Création d’un office central de la répression de la corruption, dynamisation de la Cour des comptes, de l’inspection générale des finances (IGF) et de la Banque d’Algérie, révision du code des marchés publics sont entre autres mesures dont le président de la République exige la mise en oeuvre par le Premier ministre.
Les nombreux scandales de corruption qui ébranlent pra- tiquement l’ensemble des institutions de l’Etat ont amené le chef de l’Etat à instruire Ahmed Ouyahia de mettre en oeuvre «sans délai» un certain nombre de mesures institutionnelles et organiques. C’est ce qu’on relève dans sa directive n°3 datée du 13 décembre dernier. «Certaines indications recueillies font état de l’existence à l’étranger d’un véritable marché d’études virtuelles et fictives que des opérateurs étrangers font payer en devises, à des opérateurs non informés ou complices.»
C’est le seul constat précis que Bouteflika note dans sa directive. Les autres scandales semblent simplement sous-entendus lorsqu’il écrit que «les constats établis et l’analyse des facteurs favorisant ce fléau imposent le renforcement des moyens de lutte, à la fois sur le plan de la réglementation, de la prévention et de l’action gouvernementale.»

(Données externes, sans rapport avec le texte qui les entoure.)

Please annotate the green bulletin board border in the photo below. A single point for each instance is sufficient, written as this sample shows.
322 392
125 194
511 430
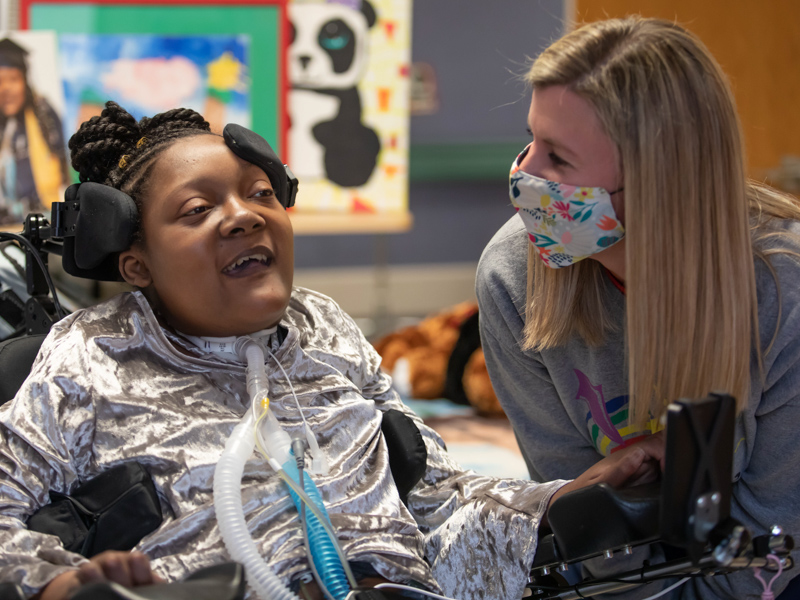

A cet effet, il souligne à son Premier ministre que «le combat contre la corruption devra être également renforcé et conforté par toutes les dispositions qui seront mises en place en matière de contrôle et de lutte contre les formes de fraude ou de dissipation du patrimoine et des deniers publics.»
Bouteflika reconnaît que «le risque de corruption est d’autant plus que celle-ci cherche à tirer profit des capacités financières du pays, à travers ses programmes de développement qui comptent plusieurs milliers de projets et l’exécution d’un budget de fonctionnement de l’Etat de plus en plus substantiel.» Pour tout cela, le chef de l’Etat ordonne «la centralisation des études de faisabilité et d’opportunité réalisées, afin de constituer une banque de données utile pour les programmes gouvernementaux futurs.» Il rappelle l’obligation faite désormais aux cocontractants de marchés «nationaux et étrangers ainsi qu’à leurs sous-traitants» de signer une déclaration de probité.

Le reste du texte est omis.